Why did Lord Darzi pull out of an anti-smoking debate?
By David Bowden
I spent yesterday morning doing what many others do: shouting at the Today Programme. The particular bugbear was Lord Darzi's proposals to ban smoking in parks along with a whole range of deeply illiberal measures aimed at curbing Londoners' unhealthy lifestyles: issues I have written and spoken about critically for many years. In fact, Today had even asked me for a few choice words the afternoon before which they could put to Darzi (sadly unused). So when I was invited onto a BBC show to debate with Darzi himself later that day I leapt at the chance to put my concerns about the authoritarian implications of these policy ideas to the man himself.
Except, just as I was getting ready to head to the studio, I was rung by a bemused BBC journalist asking me not to come. Darzi's team, at the last minute, had declared he was apparently uncomfortable taking part in a debate on the subject, and would rather discuss his proposals in an interview with a journalist. The journalist was suitably apologetic and emphasised that this was not something she had ever encountered before.
I couldn't work out whether I was outraged or oddly proud of having been effectively no-platformed by a member of the House of Lords. Yet the more I paid attention to the issue over the course of the day I noticed it was part of a pattern: Darzi was only giving interviews on the topic, not taking part in debates on a report he produced. It wasn't a personal slight: he just didn't feel comfortable debating the topic with anyone who wasn't an interviewer.
This seemed extraordinary: after all, the report was hardly a dusty academic review. It had been commissioned by the Mayor of London and promises, in Darzi's own words, measures "unprecedented in their scope…(which) amount to the biggest public health drive in the world".

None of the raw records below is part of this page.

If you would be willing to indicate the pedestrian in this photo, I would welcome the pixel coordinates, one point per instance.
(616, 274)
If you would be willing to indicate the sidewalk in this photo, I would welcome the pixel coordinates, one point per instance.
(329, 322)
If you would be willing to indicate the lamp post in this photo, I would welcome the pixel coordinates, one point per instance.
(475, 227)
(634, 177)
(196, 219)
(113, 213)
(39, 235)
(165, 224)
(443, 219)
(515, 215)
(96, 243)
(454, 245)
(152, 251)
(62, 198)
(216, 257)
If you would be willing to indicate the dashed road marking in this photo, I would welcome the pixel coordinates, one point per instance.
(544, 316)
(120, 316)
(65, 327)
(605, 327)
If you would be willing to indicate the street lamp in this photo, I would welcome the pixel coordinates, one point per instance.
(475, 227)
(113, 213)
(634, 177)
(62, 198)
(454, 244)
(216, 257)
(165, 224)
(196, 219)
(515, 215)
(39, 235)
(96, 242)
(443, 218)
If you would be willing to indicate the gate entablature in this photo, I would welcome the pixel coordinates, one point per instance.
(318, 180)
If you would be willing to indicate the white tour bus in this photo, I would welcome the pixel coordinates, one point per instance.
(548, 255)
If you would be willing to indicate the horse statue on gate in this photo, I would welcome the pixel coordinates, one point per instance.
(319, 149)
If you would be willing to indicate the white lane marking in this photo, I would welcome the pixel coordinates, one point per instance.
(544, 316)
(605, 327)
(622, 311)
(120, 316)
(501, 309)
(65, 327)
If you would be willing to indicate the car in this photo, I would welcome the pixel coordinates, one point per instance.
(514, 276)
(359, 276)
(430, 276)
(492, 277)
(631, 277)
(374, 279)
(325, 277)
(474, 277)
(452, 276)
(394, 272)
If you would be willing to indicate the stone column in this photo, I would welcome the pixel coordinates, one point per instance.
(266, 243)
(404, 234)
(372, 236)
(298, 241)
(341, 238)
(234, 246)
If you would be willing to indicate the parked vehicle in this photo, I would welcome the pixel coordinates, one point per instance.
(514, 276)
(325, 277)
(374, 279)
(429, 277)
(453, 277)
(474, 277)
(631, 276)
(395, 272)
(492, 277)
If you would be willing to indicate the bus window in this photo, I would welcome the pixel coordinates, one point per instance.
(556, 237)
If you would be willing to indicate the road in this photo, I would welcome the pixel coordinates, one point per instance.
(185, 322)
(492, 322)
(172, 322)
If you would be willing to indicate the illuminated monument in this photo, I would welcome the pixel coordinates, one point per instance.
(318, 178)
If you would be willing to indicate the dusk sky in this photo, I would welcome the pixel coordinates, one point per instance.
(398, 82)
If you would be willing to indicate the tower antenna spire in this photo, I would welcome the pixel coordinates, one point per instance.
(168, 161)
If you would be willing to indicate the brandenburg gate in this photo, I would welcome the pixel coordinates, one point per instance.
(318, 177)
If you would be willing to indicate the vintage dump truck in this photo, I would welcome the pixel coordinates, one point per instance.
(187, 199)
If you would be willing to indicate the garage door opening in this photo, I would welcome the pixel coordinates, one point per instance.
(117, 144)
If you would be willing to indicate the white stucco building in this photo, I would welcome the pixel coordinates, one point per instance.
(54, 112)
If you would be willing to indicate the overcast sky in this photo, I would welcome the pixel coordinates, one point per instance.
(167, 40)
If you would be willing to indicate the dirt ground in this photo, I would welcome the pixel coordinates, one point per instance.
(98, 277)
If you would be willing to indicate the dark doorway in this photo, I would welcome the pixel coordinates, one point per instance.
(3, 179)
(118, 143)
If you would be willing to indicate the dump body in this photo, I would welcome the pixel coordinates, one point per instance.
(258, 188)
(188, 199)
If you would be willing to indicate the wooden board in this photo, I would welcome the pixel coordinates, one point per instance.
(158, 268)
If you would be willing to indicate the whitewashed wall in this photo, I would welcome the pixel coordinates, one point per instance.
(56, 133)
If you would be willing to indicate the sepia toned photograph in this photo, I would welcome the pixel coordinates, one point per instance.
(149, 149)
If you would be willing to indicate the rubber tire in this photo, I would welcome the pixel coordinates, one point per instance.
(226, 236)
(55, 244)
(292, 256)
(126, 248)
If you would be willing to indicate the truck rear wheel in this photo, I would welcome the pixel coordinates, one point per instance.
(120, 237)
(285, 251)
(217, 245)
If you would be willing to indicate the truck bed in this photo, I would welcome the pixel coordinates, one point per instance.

Given these proposals, according to Darzi, include banning smoking from public spaces, minimum alcohol pricing and banning takeaways from near local schools you'd think there would be plenty to debate: not least whatever the evidence could possibly be to justify these extraordinary measures. Even if there was evidence, of course, it also would not justify bypassing political debate about the enormous questions these pose to life in a supposedly liberal, free society.
While Darzi was undoubtedly given a critical examination by his interviewers, there is something deeply objectionable about government advisors deciding who it is they get to debate on public platforms. The same arrogance inherent in lobbying to limit what adults can do in public space is also present when refusing to debate the people who will be affected by your proposals.
I've taken part in many debates down the years with MPs, public health experts and anti-smoking campaigners: many good-natured, some bad-tempered but all ultimately people who feel some need to justify their arguments in the white-heat of public debate against an opponent who might give you a hard time. Evidently it is not an impulse shared by members of the House of Lords, especially ones on a moral mission to make London "the healthiest city in the world". Perhaps this antipathy to free debate partly explains why the report's advocates seem so baffled when anyone suggests these intrusive public health interventions may in some way be harmful to the notion of a free society.